Integration option 2 — Direct scan

Call trident.scan() before passing a prompt to your LLM. Use this when you need fine-grained control over which inputs are scanned, or when the gateway proxy is not suitable for your architecture.

TypeScript
Python

import { trident } from "@vouch-ai/sdk";

// Initialize once at startup (see Tracing docs).
trident.init({ projectPk: "pk-...", projectSk: "sk-..." });

async function handleUserMessage(userMessage: string) {
  const verdict = await trident.scan({
    prompt: userMessage,
    agentId: "prod-rag-bot", // optional
  });

  if (!verdict.ok || !verdict.is_valid) {
    return "I'm unable to process that request.";
  }

  // Safe to proceed — call your LLM here.
  return await callLLM(userMessage);
}

import vouch_sdk
import os
import urllib.request
import json
import base64

def scan_prompt(prompt: str) -> bool:
    """Returns True if the prompt is safe, False if it should be blocked."""
    pk = os.environ["TRIDENT_PROJECT_PUBLIC_KEY"]
    sk = os.environ["TRIDENT_PROJECT_SECRET_KEY"]
    auth = base64.b64encode(f"{pk}:{sk}".encode()).decode()

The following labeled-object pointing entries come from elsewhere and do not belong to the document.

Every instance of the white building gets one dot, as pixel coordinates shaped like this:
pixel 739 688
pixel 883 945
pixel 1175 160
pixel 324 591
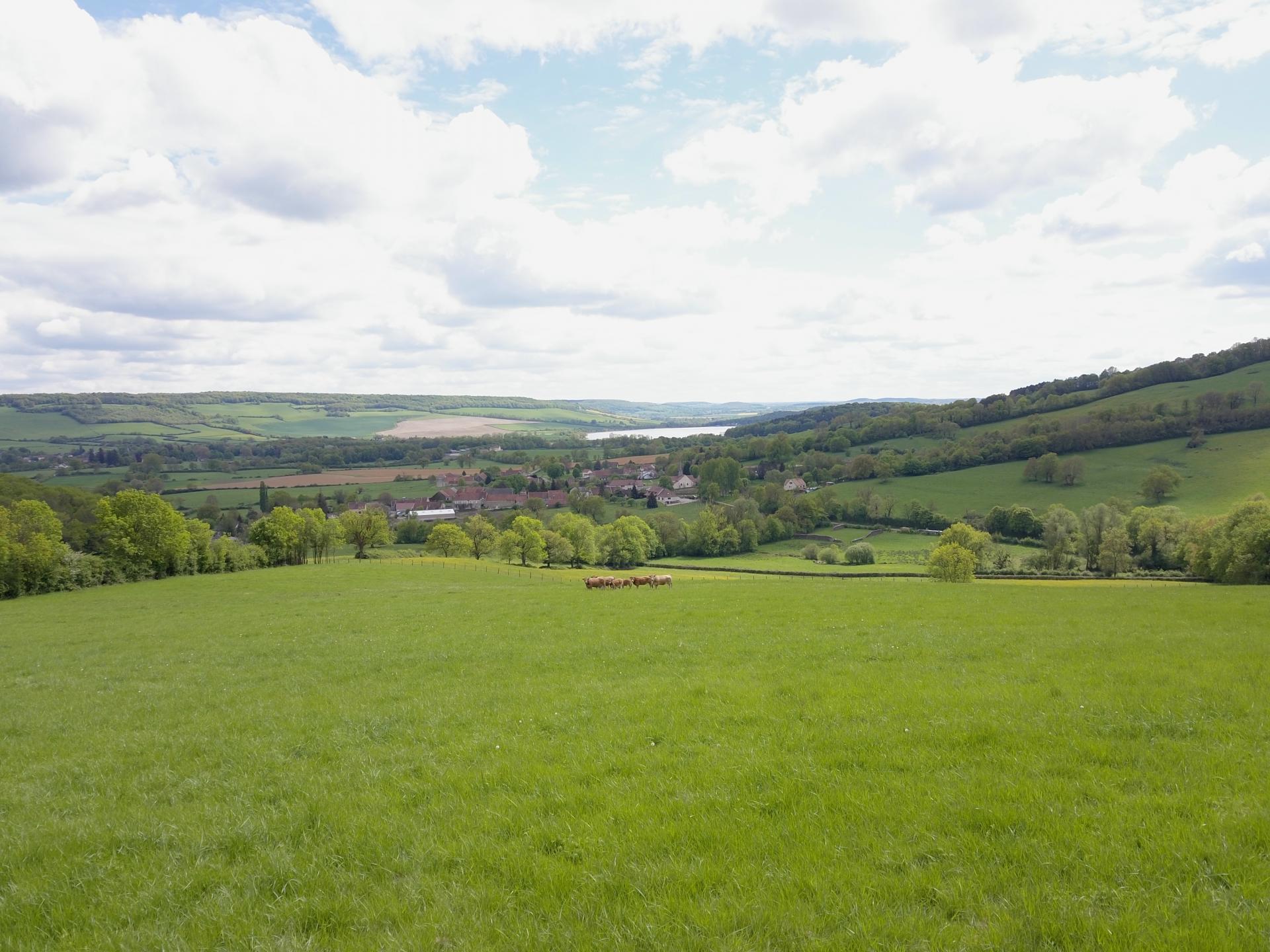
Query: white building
pixel 431 514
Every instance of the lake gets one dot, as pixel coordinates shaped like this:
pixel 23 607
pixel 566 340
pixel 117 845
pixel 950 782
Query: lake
pixel 653 433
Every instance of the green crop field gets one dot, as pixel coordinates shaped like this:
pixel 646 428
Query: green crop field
pixel 546 414
pixel 896 551
pixel 1169 394
pixel 1226 470
pixel 407 756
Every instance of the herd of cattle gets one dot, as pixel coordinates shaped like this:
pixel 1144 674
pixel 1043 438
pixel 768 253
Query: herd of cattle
pixel 609 582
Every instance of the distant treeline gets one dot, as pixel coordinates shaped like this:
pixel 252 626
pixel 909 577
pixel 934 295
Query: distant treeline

    payload = json.dumps({"prompt": prompt}).encode()
    req = urllib.request.Request(
        "https://app.tryvouch.ai/api/public/trident/scan",
        data=payload,
        method="POST",
        headers={
            "Authorization": f"Basic {auth}",
            "Content-Type": "application/json",
        },
    )
    with urllib.request.urlopen(req, timeout=8) as resp:
        result = json.loads(resp.read())
        return result.get("is_valid", True)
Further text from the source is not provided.